The various parameter combinations presented in Table 2 – and many more that are in between those presented here – reproduce the observed total retreat since the LIA. Figure 5 shows the retreat of the glacier front and grounding line with time for the nine parameter combinations applied. The simulated temporal retreat pattern of the glacier front is similar for all experiments and shows the strong nonlinearity of the frontal retreat – despite the linear forcing (Fig. 5a).
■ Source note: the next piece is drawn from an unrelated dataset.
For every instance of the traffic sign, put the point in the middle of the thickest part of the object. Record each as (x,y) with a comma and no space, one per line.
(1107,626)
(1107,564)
The response to the different forcing experiments differs mainly in the timing of the phases of rapid retreat, especially the final retreat just after 2050. All model runs show a very abrupt retreat of at least 23 km within a few years, which corresponds to the observed retreat of 19 km after year 2000. The simulated frontal positions differ from those observed, which is expected due to the strong simplification of the forcing. The aim here is to study the geometric controls on rapid retreat, rather than tuning the model until the simulated retreat fits the observations. The reasons for the deviation of the simulations from the observations are discussed in Sect. 5.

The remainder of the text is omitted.